Violetta beugt sich dem Willen des Vaters und täuscht Alfredo vor, ihn nicht mehr zu lieben und kehrt in ihr altes Leben zurück. Als der verzweifelte Alfredo seine Geliebte aufsucht, findet er sie mit einem Nebenbuhler vor und es kommt zu einem Duell zwischen den beiden, bei dem Alfredo als Sieger hervorgeht.

Violetta indes ist verarmt und todkrank. Am Sterbebett finden die Liebenden wieder zusammen und Alfredos Vater bittet sie um Verzeihung, bevor sie stirbt.

Traviata RömersteinbruchInhalt „La Traviata“ (1. bis 3. Akt)

1. Akt:

Alfredo, aus gutem Haus, vom Land und etwas naiv, kommt nach Paris und lernt dort Violetta kennen, in die er sich verliebt. Sie verliebt sich ebenfalls, kämpft jedoch mit ihren Gefühlen, da in ihrem Gewerbe Liebe das Ende des Geschäfts bedeutet. Sie gibt sich jedoch der Liebe hin und zieht mit ihm aufs Land.

2. Akt:

Alfredos Vater fordert Violetta auf, auf Alfredo zu verzichten. Der Vater begründet den Verzicht damit, dass Alfredos Schwester heiraten will, und dies nicht möglich ist, wenn Alfredo mit einer Prostituierten liiert ist. Violetta verzichtet und schickt ihm nach der Abreise einen Brief, in dem sie schreibt, dass sie ihn nicht mehr liebe.

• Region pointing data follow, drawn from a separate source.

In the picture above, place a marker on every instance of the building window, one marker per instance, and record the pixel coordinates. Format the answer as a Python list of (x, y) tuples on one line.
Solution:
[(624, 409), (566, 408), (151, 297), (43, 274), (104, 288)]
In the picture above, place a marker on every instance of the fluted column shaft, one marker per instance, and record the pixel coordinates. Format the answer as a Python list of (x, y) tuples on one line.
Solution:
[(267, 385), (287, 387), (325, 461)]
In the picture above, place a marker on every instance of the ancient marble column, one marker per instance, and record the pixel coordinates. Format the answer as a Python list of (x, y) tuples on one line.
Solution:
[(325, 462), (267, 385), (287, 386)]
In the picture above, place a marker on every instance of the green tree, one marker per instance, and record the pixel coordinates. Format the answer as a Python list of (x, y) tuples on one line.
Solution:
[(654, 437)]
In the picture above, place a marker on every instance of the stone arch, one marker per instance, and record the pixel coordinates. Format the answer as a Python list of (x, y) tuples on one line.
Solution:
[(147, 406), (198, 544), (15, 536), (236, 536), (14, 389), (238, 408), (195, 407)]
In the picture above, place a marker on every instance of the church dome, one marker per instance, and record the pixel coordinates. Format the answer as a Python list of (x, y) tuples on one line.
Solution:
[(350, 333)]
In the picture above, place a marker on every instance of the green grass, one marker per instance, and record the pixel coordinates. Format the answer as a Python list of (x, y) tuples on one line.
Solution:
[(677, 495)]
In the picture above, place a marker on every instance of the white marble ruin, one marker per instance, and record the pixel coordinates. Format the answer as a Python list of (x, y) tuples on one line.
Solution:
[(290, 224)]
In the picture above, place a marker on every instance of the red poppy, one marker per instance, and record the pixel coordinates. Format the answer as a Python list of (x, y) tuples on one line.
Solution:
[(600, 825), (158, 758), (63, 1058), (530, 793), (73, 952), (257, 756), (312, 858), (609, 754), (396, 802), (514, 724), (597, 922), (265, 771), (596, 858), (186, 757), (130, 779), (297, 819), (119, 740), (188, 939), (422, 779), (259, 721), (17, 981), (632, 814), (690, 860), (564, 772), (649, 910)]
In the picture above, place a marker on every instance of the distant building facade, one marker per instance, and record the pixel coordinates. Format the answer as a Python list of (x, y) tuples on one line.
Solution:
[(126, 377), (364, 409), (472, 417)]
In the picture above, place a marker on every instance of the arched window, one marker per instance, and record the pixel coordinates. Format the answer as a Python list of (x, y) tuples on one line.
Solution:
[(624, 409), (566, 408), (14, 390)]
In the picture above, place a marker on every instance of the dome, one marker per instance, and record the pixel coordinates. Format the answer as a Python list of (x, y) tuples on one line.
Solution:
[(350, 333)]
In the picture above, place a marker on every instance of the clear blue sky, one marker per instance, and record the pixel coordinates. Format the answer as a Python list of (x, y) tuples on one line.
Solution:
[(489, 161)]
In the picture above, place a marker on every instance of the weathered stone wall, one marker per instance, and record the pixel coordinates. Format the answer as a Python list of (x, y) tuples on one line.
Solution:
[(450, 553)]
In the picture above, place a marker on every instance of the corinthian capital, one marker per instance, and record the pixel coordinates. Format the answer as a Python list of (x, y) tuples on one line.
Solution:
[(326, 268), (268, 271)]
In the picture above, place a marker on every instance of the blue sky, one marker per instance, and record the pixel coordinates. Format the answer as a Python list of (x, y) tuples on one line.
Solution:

Alfredo liest den Brief und glaubt, Violetta habe ihn wegen eines reichen Barons verlassen – er stellt ihr nach. Auf einem Fest von Violettas Freundin Flora beleidigt er den Baron und Violetta öffentlich, doch Violetta verzeiht ihm. Nun wird es unweigerlich zum Duell zwischen dem Baron und Alfredo kommen. Dabei wird der Baron schwer verletzt.

3. Akt:

Auf den Straßen von Paris wird Karneval gefeiert. Violetta liegt, inzwischen verarmt, im Sterben. Doktor Grenvil besucht die Kranke täglich. Ihren Lebenswillen erhält ein Brief des Vaters Germont, den sie wieder und wieder liest: Alfredo, sein Sohn, dem er alles gebeichtet hat, werde zu ihr zurückkehren und ihre Verzeihung erbitten. Ihre Stimmung schlägt um in Hoffnungslosigkeit (»Addio del passato«), da erscheint endlich der Ersehnte. Der Traum vom erneuerten Liebesbund ist nur kurz (»Parigi, o cara, noi lasceremo«). Giorgio Germont folgt seinem Sohn und bittet ebenfalls um Verzeihung. Violetta schenkt Alfredo ein Bild von sich, um nicht vergessen zu werden. Er soll nach ihrem Tod heiraten. Sterbend vergibt sie ihrem Geliebten.

Der 1. Akt spielt im Oktober, der 2. im Januar, der 3. Akt im Februar in Paris um 1850.